There are several important questions to ask with respect this phenomenon.

1. Why are they cutting the cord?
2. Are there enough cord cutters to undermine the financial underpinnings of 
the MVPD business model?
3. Are there any signs that the practice of tying high value content to the 
bundle is changing?

And yes, adding IP streaming to the bundling model is clearly enhancing the 
service offering. How much value subscribers place on this new capability can 
certainly be questioned... "Your mileage may vary."

But more important, the availability of content from the bundle via IP 
streaming is the first step in an inevitable transition for the MVPDs. Consider 
the following:

1. Viewing behavior WRT pre produced content is fundamentally changing. People 
do not make appointments to watch this stuff; they are increasingly expecting 
to access it on demand. This will inevitably lead to IP delivery as the MVPDs 
make BOTH live streams and network libraries available for VOD consumption.

2. Consumers now own tens of millions of second screens capable of viewing TV 
content via IP networks RATHER THAN a MVPD set top box. The MVPDs are embracing 
this, both the cable AND the DBS operators. The cable MVPDs are well positioned 
to migrate their customers to IP video delivery, as they are the dominant 
provider of high speed broadband. While some customers may be cutting the cord 
on the video side, there is significant growth in broadband subscribers.
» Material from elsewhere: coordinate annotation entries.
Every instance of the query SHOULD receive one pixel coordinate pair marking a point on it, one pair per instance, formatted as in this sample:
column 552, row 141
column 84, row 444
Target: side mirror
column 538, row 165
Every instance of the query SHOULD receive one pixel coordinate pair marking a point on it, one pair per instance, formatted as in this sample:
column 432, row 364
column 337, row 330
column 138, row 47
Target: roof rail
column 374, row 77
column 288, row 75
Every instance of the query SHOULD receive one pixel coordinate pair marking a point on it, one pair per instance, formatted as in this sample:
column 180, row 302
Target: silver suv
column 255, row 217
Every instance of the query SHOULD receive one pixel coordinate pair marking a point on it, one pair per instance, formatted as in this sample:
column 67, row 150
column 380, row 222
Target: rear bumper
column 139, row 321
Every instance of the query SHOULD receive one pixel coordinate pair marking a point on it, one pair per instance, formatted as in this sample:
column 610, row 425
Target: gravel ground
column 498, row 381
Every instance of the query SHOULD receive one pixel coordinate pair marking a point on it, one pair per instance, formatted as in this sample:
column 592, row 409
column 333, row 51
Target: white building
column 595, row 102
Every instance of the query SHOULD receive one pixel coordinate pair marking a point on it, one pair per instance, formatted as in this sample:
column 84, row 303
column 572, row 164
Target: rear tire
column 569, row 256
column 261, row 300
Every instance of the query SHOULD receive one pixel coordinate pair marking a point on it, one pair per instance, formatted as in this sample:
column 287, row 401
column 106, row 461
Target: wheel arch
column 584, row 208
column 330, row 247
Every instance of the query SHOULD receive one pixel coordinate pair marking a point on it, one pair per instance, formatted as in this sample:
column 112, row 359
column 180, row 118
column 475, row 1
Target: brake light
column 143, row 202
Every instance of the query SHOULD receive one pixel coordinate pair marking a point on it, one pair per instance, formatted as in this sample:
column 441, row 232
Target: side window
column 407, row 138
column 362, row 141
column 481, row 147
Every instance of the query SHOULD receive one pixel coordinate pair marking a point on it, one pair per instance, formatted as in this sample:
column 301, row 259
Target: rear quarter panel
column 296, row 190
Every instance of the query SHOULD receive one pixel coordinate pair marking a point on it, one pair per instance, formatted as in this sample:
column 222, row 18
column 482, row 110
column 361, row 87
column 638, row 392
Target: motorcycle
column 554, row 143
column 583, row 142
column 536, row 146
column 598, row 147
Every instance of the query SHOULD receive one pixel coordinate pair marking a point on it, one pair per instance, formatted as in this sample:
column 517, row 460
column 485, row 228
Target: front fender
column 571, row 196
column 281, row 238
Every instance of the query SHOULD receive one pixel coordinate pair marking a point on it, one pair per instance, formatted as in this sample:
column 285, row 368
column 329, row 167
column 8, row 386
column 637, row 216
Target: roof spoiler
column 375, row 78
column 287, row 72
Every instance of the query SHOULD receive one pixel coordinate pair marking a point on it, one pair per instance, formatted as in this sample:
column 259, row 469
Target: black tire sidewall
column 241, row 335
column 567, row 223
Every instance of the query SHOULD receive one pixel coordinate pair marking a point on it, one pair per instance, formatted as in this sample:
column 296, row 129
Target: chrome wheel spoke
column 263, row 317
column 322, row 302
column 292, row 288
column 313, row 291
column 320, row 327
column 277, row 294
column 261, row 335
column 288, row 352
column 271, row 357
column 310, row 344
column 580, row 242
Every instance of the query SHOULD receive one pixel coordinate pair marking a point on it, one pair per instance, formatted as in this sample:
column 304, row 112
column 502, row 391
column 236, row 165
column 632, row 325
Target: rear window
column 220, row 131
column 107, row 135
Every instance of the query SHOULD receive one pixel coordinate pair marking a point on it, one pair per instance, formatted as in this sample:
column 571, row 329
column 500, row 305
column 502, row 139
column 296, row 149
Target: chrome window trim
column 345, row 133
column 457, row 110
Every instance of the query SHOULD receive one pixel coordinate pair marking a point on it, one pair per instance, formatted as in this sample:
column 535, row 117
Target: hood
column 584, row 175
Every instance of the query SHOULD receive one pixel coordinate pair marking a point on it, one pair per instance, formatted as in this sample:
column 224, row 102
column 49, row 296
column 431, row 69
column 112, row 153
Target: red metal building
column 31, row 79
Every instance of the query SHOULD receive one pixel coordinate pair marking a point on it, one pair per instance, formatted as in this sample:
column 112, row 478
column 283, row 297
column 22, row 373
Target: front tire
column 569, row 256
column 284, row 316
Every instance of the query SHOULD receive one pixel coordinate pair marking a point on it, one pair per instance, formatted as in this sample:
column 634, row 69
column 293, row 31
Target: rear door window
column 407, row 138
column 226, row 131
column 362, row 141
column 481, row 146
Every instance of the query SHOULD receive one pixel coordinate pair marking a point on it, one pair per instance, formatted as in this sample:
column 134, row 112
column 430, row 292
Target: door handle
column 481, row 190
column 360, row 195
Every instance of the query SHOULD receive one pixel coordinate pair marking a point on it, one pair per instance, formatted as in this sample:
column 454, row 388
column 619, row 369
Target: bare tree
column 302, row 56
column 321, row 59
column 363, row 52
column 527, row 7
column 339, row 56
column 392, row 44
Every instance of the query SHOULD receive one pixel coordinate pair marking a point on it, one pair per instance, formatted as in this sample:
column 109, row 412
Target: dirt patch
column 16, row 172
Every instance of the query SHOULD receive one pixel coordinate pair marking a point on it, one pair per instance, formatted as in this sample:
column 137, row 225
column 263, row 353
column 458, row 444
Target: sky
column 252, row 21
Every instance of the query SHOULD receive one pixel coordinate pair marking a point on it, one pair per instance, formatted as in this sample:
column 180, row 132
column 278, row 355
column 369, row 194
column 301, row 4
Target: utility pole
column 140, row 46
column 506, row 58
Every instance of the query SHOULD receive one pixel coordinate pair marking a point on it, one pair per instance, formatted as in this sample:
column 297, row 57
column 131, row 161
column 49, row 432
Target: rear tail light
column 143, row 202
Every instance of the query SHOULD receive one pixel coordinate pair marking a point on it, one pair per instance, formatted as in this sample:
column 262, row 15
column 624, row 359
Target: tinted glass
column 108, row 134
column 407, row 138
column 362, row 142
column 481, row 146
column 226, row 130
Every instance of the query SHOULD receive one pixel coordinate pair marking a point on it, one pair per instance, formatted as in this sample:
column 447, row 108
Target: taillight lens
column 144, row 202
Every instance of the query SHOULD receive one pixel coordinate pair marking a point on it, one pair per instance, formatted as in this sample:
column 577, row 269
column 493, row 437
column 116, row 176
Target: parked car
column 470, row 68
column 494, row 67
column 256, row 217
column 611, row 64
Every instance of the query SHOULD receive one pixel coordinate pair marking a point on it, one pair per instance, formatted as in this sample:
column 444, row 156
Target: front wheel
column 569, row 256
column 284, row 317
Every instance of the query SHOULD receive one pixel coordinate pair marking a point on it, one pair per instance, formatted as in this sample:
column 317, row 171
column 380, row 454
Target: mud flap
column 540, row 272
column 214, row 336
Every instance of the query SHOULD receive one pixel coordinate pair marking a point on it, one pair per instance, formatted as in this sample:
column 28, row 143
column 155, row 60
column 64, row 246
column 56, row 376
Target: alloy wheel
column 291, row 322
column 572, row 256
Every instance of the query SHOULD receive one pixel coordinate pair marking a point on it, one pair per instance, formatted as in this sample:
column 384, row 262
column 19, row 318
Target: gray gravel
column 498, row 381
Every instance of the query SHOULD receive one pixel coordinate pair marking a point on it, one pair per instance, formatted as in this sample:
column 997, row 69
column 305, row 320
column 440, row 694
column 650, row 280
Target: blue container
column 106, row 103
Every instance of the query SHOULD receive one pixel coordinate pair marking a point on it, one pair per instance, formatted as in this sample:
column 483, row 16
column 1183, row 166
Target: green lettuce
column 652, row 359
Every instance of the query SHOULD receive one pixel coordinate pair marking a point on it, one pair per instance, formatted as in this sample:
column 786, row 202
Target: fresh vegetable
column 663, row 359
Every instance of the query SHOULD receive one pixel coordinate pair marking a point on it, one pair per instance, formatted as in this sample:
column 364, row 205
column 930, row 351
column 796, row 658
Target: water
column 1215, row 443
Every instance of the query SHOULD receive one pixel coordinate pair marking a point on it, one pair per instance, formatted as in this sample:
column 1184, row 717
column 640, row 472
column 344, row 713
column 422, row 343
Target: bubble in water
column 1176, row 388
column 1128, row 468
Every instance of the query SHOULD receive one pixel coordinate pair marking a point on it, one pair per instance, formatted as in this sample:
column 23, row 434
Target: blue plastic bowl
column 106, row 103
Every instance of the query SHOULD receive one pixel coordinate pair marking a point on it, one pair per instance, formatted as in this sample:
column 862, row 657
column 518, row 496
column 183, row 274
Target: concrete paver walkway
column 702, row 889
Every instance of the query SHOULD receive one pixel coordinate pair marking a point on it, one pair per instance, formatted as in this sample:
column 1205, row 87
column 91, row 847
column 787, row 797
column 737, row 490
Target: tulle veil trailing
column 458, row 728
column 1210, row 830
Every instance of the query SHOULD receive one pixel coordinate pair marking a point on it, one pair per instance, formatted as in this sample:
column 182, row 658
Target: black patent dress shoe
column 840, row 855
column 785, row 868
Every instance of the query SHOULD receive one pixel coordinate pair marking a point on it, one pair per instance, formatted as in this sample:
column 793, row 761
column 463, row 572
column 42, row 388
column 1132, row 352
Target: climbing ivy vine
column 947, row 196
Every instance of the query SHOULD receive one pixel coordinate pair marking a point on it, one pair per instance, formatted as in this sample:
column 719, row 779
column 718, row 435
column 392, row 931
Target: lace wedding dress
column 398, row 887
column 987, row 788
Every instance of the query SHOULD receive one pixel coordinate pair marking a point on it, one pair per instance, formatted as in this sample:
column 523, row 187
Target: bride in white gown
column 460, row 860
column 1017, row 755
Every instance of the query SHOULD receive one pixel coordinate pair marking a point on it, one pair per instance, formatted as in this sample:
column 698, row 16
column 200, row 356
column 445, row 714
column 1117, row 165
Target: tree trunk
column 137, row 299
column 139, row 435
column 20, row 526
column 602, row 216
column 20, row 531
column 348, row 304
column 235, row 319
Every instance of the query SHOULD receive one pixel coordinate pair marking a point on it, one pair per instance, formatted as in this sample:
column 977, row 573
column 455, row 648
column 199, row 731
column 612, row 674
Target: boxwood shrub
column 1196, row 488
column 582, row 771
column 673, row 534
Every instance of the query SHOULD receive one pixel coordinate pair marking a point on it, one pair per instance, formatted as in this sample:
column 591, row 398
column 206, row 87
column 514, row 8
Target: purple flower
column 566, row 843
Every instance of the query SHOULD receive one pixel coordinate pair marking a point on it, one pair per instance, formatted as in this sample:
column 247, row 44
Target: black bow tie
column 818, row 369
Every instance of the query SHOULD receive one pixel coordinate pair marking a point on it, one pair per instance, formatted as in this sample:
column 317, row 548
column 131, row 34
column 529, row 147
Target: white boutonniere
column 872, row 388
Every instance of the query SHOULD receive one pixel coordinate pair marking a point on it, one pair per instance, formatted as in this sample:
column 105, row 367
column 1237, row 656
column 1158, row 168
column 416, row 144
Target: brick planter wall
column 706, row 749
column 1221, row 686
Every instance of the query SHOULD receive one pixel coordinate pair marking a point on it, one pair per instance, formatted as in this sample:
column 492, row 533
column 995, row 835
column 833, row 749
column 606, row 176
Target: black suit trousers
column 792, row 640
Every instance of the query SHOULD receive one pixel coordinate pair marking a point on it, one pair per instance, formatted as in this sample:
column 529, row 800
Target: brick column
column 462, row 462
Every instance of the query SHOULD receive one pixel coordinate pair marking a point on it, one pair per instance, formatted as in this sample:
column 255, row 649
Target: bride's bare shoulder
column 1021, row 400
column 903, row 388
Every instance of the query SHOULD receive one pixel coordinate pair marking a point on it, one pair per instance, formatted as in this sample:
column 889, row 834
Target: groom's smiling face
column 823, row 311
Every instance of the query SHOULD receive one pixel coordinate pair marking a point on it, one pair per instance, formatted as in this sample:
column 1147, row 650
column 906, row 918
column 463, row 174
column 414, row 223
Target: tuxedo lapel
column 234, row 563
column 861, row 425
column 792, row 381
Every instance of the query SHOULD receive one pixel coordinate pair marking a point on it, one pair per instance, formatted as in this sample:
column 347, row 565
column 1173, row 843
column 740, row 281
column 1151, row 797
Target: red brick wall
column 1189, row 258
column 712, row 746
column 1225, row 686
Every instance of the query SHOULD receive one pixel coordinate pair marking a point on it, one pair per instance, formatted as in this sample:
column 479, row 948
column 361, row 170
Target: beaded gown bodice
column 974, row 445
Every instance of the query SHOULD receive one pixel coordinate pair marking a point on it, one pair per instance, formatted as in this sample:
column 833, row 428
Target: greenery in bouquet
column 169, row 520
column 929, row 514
3. The cable industry is deploying hundreds of thousands of WiFi hot spots to 
allow their subscribers to access the Internet when they are away from home. 
This supports the TV Everywhere initiative, and is ultimately going to lead to 
direct competition with the telcos for voice and messaging services.

>> Pay attention Bert.
>> HBO IS NOT part of the bundle.
> Sorry, you're right. I had misread that, because in my book, HBO IS part of 
> an MVPD bundle, and yes, as you say, it is adapting. HBO is adapting because 
> it too, like ESPN, has been LOSING VIEWERSHIP.

Unlike ESPN, HBO is the victim of rapidly evolving technology.

When the service started, it was appointment theater. This came in parallel 
with VHS release of movies, for which you had to drive to a store to buy or 
rent the movie. It had the additional advantage that new movies were released 
on HBO before they were released on tape. With the proliferation of DVRs it 
became possible to record desired movies and watch them on demand. This was 
good for "planners," but no help for spontaneous viewing.  Adding to their 
woes, DBS duplicated their appointment model with pay per view movies, and 
cable soon followed.

The salvation for HBO was their entry into original programming, which provided 
the same incentive to subscribe to HBO that sports fans have for subscribing to 
the bundle to get ESPN.

Now viewers expect to be able to access movies and TV programs on demand via IP 
streaming. Netflix changed the landscape - they even buy older content from 

HBO must move to a IP streaming model to survive. They no longer get an 
advantage from their MVPD affiliation OTHER THAN having the MVPD collect the 
monthly subscriber fee. This is now easy to do via a web portal and the 
customers credit card.

As I noted yesterday, ESPN may be losing viewership for many reasons. 
Competition is certainly a factor as Fox and NBC are investing heavily in their 
own sports networks. Seasonality and periodic events like the Olympics and 
World Cup are also a factor. 

For many viewers, however, ESPN the primary reason they subscribe to the 
bundle, especially this time of year. News is probably next. The sticky part 
can be described in one word...  


Their service is growing in value to advertisers, who are seeing the declining 
effectiveness of ad supported content, which can now be accessed on demand...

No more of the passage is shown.